AIX support rocks. I mean, I very often help customers diagnose problems under ACE support that end up being problems in the customer’s code. But I’ve never experienced that from any other company. Really. Outstanding.

So what was the problem in the end? The segment 2 memory area, which holds both the heap and the process stacks, was overflowing. The program was allocating enough memory to cause the heap to run over the stacks. (Remember the zeroed-out stack content? The newly allocated memory was being cleared.)

This is how the diagnosis went:

(dbx) run

Trace/BPT trap in
ACE_Task<ACE_MT_SYNCH>::putq(ACE_Message_Block*,ACE_Time_Value*) at line  39 in file "Task_T.inl" ($t12)
39     return this->msg_queue_->enqueue_tail (mb, tv);
(dbx) list 36,42
36   ACE_Task<ACE_SYNCH_USE>::putq (ACE_Message_Block *mb,
ACE_Time_Value *tv)
37   {
38     ACE_TRACE ("ACE_Task<ACE_SYNCH_USE>::putq");
39     return this->msg_queue_->enqueue_tail (mb, tv);
40   }
42   template <ACE_SYNCH_DECL> ACE_INLINE int

(dbx) 0x10000f20/12 i
7c0802a6        mflr   r0
9421ffc0        stwu   r1,-64(r1)
90010048         stw   r0,0x48(r1)
90610058         stw   r3,0x58(r1)
9081005c         stw   r4,0x5c(r1)
90a10060         stw   r5,0x60(r1)
80610058         lwz   r3,0x58(r1)
0c430200      twllti   r3,0x200
80610058         lwz   r3,0x58(r1)
806300a4         lwz   r3,0xa4(r3)
0c430200      twllti   r3,0x200
80630000         lwz   r3,0x0(r3)

(dbx) 0x2FF2289C/4 x
0x2ff2289c:  0000 0000 0000 0000

(dbx) malloc
The following options are enabled:

Implementation Algorithm........ Default Allocator (Yorktown)

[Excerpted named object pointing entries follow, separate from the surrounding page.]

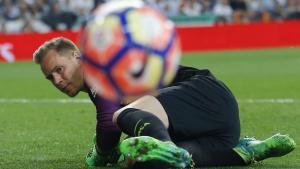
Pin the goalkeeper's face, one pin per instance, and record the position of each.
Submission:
(64, 71)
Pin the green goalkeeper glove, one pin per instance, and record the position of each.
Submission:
(97, 159)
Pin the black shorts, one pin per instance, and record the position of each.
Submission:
(201, 107)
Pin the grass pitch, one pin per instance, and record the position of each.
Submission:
(39, 131)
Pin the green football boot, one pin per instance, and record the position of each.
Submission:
(252, 150)
(149, 149)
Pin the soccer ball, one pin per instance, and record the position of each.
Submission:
(129, 49)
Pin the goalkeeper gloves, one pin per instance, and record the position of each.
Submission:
(95, 158)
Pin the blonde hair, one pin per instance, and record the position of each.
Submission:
(59, 44)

Statistical Report on the Malloc Subsystem:
Heap 0
heap lock held by................ pthread ID 0x200248e8
bytes acquired from sbrk().......    267402864 <***!!!
bytes in the freespace tree......        15488
bytes held by the user...........    267387376
allocations currently active.....      4535796
allocations since process start..      9085824

The Process Heap
Initial process brk value........ 0x2001e460
current process brk value........ 0x2ff222d0 <***!!!
sbrk()s called by malloc.........       4071

*** Heap has reached the upper limit of segment 0x2 and
collided with the initial thread's stack.
Changing the executable to a 'large address model' 32bit
exe should resolve the problem (in other words give
it more heap space).

# ldedit -b maxdata:0x20000000 MessageQueueTest
ldedit:  File MessageQueueTest updated.
# dump -ov MessageQueueTest


***Object Module Header***
# Sections      Symbol Ptr      # Symbols       Opt Hdr Len     Flags
6      0x004cde82         142781                72     0x1002
Timestamp = "Apr 23 14:51:24 2011"
Magic = 0x1df  (32-bit XCOFF)

***Optional Header***
Tsize        Dsize       Bsize       Tstart      Dstart
0x001b7244  0x0001d8ec  0x000007b8  0x10000178  0x200003bc

SNloader     SNentry     SNtext      SNtoc       SNdata
0x0004      0x0002      0x0001      0x0002      0x0002

TXTalign     DATAalign   TOC         vstamp      entry
0x0007      0x0003      0x2001cc40  0x0001      0x20017f7c

maxSTACK     maxDATA     SNbss       magic       modtype
0x00000000  0x20000000  0x0003      0x010b        1L
# ./MessageQueueTest
#                     <-- NO CRASH!

Summary: Increasing the default heap space from 256M(approx.) to 512M resolved the problem.  IBM gave me three ways to resolve this:

  1. Edit the executable as above with ldedit
  2. Relink the executable with -bmaxdata:0x20000000
  3. Set environment variable LDR_CNTRL=MAXDATA=0x20000000

I ended up changing the Message_Queue_Test’s MPC description to add -bmaxdata to the build. That was the easiest way to always get it correct and make it easier for the regression test suite to execute the program.

Lastly, here’s the link IBM gave me for the ‘large address model’:

Bottom line – the test is running, the project is done, I have a sunny afternoon to write this blog entry and enjoy the nice New England spring day – instead of narrowing down a test case. Thanks, IBM!